Die lebt, verlassen vom Vater, mit ihrer depressiven und medikamentenabhängigen Mutter ebenfalls in der Schweizer Kleinstadt Rorschach. Chantal passt auf Gloria auf, stellt sich ihrem gewalttätigen Vater in den Weg. Gemeinsam verbringen sie ihre Tage am See oder in dem Lokal Sixty Nine. Dort verkehrt Chantals Freund Mauro und sein Motorradklub.

Castingshow als Sprungbrett?

Chantal will raus aus Rorschach, ab nach Zürich. Dort möchte sie Gloria und sich ein neues, schönes Leben ermöglichen. Ein Leben in Freiheit: «Frei vom Heim, frei von den Behörden, frei vom Klub und von allen, die jemals versucht hatten, uns etwas vorzuschreiben», wünscht sie sich. Chantal kann singen, auf der Bühne des Sixty Nine hat sie geübt. Mauro und die Männer vom Klub sind überzeugt: Sie hat Talent. Der Chef der Motorradgang hat Kontakte in die Zürcher Showszene, Chantal kann an einer Schweizer Castingshow teilnehmen. Sie gewinnt und zieht damit in die internationale Show «Eurostar» ein. Der Traum scheint zum Greifen nah. Doch etwas geht schief. Die Show befreit Chantal nicht. Im Gegenteil: Sie ist ihr Ende.

Für Gloria bricht eine Welt zusammen. Das Einzige, was sie am Leben hält, ist der Gedanke an Rache.

Dem Autor Giuseppe Gracia (54) kam die Idee zu «Glorias Finale», als er mit seiner 13-jährigen Tochter den Eurovision Song Contest im Mai 2018 schaute. «Ich habe mich gefragt, was mit den Menschen passiert, die durchs Showgeschäft über Nacht zum Star werden – und dann durch ihr Ausscheiden über Nacht auch wieder von der Bildfläche verschwinden.» So wie Daniel Küblböck, der 2003 durch «Deutschland sucht den Superstar» berühmt wurde, als Drittletzter ausschied, trotzdem verzweifelt versuchte, in der Medienwelt Halt zu finden und schliesslich im September 2018 von Bord eines Kreuzfahrtschiffes verschwand. Die Behörden gehen von einem Suizid aus.

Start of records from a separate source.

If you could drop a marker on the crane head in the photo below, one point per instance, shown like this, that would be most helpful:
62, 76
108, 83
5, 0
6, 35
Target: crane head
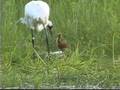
49, 27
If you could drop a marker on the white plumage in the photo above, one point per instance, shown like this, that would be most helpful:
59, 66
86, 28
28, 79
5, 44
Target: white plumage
36, 15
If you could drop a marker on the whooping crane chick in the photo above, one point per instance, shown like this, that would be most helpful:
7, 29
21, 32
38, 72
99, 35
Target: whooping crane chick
61, 42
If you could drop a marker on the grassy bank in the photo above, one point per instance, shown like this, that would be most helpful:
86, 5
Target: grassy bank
91, 28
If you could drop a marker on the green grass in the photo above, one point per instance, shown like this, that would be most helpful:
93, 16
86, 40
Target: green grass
91, 28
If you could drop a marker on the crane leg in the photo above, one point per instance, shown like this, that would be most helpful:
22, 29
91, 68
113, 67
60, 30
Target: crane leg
33, 42
33, 38
47, 42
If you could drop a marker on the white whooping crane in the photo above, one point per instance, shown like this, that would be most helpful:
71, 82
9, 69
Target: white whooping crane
36, 17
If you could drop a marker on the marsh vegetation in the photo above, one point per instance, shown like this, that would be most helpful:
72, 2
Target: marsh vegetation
92, 29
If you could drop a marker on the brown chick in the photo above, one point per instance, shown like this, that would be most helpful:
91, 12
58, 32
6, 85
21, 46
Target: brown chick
61, 42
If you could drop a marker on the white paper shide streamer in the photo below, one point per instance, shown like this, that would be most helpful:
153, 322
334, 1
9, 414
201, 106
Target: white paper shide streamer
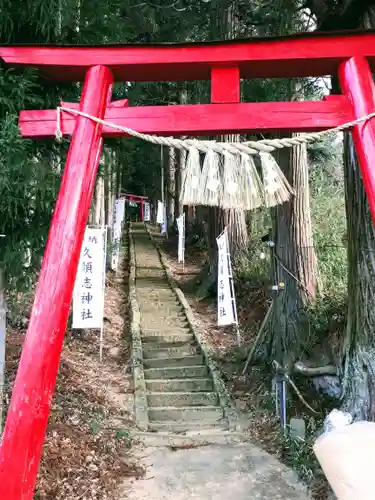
226, 301
88, 294
147, 212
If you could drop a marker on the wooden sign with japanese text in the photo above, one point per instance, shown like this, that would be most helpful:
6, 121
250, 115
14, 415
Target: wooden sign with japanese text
118, 219
147, 214
88, 295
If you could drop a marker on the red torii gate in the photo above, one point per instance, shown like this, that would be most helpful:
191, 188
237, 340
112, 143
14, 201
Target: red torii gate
137, 199
350, 55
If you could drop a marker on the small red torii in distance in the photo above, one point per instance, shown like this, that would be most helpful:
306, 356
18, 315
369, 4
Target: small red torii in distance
349, 55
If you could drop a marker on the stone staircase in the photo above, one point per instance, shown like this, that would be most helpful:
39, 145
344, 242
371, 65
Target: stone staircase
181, 393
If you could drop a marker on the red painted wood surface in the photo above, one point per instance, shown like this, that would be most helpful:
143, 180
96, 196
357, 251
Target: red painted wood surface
311, 54
357, 82
209, 119
27, 418
225, 85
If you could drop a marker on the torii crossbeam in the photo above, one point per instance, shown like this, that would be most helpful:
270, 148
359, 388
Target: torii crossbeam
351, 56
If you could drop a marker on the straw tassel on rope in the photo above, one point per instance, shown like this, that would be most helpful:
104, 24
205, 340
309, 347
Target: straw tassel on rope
229, 178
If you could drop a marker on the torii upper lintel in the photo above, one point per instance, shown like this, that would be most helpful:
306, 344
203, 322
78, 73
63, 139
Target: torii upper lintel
349, 55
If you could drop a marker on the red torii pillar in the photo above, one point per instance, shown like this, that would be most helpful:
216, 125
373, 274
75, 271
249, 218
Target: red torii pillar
26, 423
29, 409
137, 199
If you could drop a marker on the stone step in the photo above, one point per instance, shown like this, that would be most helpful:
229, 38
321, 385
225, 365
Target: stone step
176, 372
186, 413
174, 361
167, 338
165, 352
156, 305
181, 427
167, 399
160, 314
180, 385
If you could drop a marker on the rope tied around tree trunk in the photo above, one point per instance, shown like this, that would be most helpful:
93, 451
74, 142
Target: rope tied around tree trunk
248, 147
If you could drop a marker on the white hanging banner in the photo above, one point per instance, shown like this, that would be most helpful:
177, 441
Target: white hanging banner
226, 300
160, 213
118, 219
147, 212
88, 294
181, 238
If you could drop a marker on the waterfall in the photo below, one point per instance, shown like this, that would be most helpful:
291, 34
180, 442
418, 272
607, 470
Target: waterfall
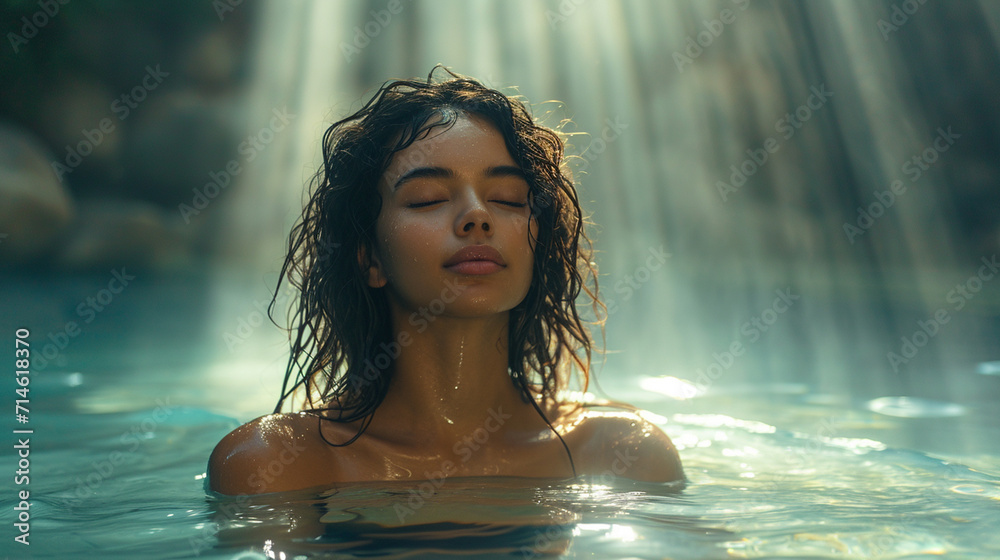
676, 98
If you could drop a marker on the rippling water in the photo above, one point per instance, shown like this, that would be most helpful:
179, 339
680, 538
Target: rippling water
753, 491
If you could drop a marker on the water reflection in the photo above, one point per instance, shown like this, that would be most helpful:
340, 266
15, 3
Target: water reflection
519, 517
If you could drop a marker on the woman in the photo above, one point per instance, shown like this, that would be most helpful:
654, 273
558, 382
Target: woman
439, 263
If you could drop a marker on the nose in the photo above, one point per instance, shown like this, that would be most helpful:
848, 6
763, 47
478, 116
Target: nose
475, 215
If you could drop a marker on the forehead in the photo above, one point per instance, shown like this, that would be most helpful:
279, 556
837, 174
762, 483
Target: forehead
470, 143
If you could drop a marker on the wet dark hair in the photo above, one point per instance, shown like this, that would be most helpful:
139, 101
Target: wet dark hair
339, 323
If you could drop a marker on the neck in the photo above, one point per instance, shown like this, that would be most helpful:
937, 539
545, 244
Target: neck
448, 379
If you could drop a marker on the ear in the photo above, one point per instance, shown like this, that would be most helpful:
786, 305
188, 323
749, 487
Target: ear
376, 276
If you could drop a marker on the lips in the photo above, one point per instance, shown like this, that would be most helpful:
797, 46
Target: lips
475, 253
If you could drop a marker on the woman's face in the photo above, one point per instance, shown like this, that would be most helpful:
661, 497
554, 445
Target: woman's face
453, 188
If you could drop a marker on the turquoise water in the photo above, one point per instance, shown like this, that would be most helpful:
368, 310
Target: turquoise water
124, 423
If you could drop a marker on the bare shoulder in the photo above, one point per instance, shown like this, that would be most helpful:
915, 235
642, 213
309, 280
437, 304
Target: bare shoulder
621, 442
262, 456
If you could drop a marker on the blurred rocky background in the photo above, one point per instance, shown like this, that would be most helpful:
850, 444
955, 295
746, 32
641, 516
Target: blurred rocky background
111, 112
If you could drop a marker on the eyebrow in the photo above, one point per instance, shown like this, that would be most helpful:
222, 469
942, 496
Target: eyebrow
446, 173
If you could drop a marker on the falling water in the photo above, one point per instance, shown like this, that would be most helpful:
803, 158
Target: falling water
679, 100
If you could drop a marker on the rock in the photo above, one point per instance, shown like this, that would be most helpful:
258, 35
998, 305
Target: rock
177, 139
35, 208
109, 233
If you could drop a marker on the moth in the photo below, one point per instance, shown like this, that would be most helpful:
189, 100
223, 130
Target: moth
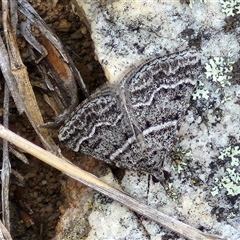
133, 124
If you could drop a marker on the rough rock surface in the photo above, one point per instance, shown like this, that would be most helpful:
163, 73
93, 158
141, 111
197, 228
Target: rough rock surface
204, 184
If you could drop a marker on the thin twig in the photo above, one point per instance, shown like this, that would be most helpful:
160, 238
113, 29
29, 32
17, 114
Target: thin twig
95, 183
6, 167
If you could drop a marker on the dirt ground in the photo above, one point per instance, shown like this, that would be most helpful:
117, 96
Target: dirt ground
38, 197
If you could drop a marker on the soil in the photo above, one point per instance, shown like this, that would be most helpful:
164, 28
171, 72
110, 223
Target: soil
37, 193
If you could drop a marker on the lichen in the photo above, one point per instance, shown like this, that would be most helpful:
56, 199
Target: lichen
230, 7
191, 2
230, 182
219, 70
200, 93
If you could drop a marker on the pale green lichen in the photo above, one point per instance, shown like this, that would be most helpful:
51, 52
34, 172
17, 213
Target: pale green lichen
230, 7
191, 2
231, 180
200, 93
232, 153
219, 70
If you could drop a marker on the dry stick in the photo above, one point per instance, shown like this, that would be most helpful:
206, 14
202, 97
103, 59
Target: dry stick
24, 88
6, 167
94, 182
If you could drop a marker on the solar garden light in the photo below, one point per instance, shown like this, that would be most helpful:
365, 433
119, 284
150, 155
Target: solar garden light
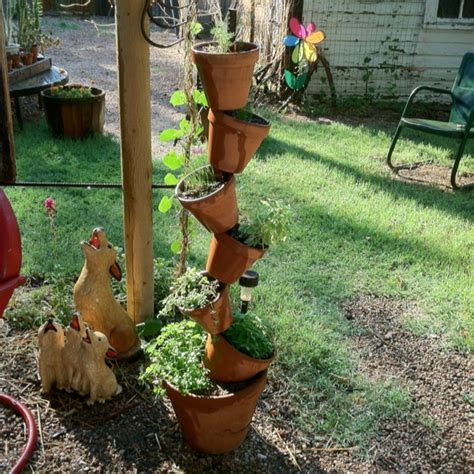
248, 281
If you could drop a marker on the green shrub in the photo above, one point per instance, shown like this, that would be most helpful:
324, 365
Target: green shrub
249, 335
176, 356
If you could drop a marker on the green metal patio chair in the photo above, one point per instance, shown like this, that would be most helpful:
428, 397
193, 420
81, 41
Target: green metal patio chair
461, 120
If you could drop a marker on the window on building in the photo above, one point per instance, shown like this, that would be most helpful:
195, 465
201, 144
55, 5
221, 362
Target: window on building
449, 13
456, 9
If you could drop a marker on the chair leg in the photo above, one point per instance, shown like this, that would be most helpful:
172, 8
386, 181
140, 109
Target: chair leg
457, 161
392, 147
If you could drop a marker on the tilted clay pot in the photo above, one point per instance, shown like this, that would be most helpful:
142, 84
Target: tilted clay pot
217, 211
227, 364
233, 142
216, 424
216, 317
226, 77
228, 258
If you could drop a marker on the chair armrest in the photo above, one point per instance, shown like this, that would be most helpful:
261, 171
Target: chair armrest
424, 88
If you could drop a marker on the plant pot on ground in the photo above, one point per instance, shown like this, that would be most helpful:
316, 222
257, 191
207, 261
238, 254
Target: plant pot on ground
234, 137
226, 74
214, 418
74, 111
210, 197
239, 353
202, 298
233, 252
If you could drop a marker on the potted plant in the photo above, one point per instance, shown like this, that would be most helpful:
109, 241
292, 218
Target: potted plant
234, 137
214, 418
210, 197
75, 110
241, 352
225, 69
202, 298
232, 253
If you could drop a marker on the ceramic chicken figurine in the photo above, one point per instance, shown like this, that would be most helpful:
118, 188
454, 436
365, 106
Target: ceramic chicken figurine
95, 301
72, 355
51, 366
103, 384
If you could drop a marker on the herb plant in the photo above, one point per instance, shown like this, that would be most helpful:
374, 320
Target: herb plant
71, 92
192, 290
222, 36
202, 182
176, 356
248, 335
267, 227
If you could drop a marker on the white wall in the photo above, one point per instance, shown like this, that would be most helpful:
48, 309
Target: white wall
383, 48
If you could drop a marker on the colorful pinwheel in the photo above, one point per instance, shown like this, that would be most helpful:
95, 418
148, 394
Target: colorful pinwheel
304, 40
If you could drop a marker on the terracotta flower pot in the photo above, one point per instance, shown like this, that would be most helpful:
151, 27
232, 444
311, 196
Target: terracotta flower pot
75, 117
233, 142
216, 424
228, 258
227, 364
217, 211
16, 61
226, 77
27, 59
216, 317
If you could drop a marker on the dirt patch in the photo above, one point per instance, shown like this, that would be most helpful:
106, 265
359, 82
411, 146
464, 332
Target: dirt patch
440, 437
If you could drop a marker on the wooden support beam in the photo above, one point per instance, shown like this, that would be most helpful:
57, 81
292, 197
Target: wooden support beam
133, 58
7, 148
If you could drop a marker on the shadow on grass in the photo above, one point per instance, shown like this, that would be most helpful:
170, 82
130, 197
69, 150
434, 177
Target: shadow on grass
458, 203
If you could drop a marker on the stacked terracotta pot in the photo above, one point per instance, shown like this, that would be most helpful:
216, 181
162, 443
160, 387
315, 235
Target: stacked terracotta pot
220, 424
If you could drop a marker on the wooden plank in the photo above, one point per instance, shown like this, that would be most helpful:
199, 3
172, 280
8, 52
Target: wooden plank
7, 160
133, 59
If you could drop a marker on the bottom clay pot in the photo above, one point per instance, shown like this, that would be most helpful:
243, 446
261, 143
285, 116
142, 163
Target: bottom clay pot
216, 424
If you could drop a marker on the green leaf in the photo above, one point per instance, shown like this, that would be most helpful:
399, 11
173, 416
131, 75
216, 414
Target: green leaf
172, 161
170, 134
178, 98
184, 126
165, 204
171, 179
176, 246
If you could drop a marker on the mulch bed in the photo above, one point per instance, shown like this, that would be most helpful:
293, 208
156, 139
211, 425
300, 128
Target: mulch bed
135, 432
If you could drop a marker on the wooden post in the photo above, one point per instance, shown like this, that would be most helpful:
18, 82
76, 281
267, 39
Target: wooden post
7, 148
133, 58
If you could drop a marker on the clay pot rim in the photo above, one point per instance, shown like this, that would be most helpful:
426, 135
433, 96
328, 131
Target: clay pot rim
222, 287
226, 118
197, 49
229, 180
241, 354
190, 396
96, 93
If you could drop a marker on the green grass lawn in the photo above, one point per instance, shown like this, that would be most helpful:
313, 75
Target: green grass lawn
355, 230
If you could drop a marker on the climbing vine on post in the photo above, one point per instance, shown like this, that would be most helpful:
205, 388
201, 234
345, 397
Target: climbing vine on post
187, 135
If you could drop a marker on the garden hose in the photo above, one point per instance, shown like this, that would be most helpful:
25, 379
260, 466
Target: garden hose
31, 430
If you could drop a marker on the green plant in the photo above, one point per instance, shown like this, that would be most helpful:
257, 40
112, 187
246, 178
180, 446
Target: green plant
176, 356
202, 183
268, 226
191, 290
249, 335
71, 92
222, 36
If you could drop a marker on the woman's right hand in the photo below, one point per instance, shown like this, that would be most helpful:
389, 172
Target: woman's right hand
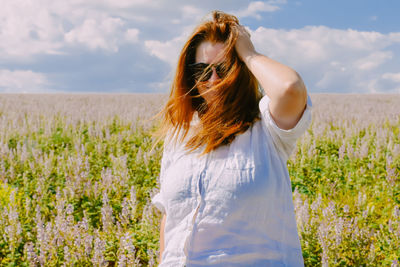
244, 47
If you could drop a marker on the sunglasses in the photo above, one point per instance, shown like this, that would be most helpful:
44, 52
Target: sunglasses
202, 72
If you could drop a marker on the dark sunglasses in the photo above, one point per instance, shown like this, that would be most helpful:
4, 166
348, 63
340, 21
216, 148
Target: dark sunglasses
202, 71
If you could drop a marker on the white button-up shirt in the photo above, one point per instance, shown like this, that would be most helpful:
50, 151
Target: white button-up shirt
234, 205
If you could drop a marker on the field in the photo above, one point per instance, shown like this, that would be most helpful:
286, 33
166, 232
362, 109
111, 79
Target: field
77, 174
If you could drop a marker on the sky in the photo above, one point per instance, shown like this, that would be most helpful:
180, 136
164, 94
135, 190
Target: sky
131, 46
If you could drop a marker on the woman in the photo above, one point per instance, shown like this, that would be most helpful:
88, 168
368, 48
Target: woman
225, 191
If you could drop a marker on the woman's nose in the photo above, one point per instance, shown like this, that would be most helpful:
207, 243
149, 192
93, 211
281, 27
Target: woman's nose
214, 76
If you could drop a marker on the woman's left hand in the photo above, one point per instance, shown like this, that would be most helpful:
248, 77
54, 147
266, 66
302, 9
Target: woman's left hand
244, 47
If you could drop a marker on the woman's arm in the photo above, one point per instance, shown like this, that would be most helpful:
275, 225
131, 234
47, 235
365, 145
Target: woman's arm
282, 84
162, 237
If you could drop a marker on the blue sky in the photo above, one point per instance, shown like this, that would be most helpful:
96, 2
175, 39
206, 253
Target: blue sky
129, 46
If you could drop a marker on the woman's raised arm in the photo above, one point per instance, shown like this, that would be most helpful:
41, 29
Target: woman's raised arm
282, 84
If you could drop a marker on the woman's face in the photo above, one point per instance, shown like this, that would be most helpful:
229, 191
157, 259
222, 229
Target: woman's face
209, 53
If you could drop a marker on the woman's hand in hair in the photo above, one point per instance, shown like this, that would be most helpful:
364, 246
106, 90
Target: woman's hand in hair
244, 47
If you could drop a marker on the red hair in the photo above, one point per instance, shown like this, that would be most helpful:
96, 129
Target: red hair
235, 105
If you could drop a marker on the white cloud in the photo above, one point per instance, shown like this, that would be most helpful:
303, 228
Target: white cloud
331, 59
132, 35
23, 81
168, 51
394, 77
98, 34
254, 8
373, 60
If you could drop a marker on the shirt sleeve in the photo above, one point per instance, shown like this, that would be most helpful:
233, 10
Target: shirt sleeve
285, 140
158, 199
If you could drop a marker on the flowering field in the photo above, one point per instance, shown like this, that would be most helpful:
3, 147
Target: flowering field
77, 174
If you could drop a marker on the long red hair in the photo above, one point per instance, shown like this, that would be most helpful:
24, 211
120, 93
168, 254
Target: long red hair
235, 105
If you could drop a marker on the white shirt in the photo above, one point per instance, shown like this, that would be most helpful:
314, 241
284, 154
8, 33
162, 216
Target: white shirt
234, 205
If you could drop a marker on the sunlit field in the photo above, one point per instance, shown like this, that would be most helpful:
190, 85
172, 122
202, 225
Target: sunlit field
77, 175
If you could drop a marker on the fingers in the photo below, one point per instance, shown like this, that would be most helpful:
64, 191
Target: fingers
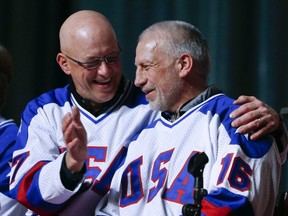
244, 99
248, 103
254, 117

Mensch ist Produkt und Konsument

Wie drehen sich die Rädchen der Show-Maschinerie? Gracia schickt seine Heldin Gloria auf den Weg, das herauszufinden. Das System zu ändern. Ein System, das geprägt ist von Seximus, Gier, Neid. Ein System, in dem PR-Berater, Regisseure, Produzenten und Journalisten die Fäden ziehen. Den Menschen als «Augenfutter» einsetzen, angetrieben vom Zuschauer als Motor. «Gloria möchte die Show töten. Im Laufe des Romans wird immer mehr hinterfragt, ob sich das Showbusiness überhaupt töten lässt. Oder ob am Ende nicht alles zur Show wird», fasst der Autor zusammen.

Gracia hält dem Leser einen Spiegel vor. «Unsere Gesellschaft ist aufgebaut wie eine Talentshow. Jeder will höher, schneller, weiter – und sich dabei präsentieren.» Jeder kann seine eigene Show sein. Social Media bietet die passende Plattform. «Das Problem ist, dass der Mensch gleichzeitig Produkt und Konsument ist. Es ist ein Teufelskreis.» Wenn Menschen unter die Räder dieser Maschinerie geraten, dann können Liebe, Freundschaft und Leben zerstört werden.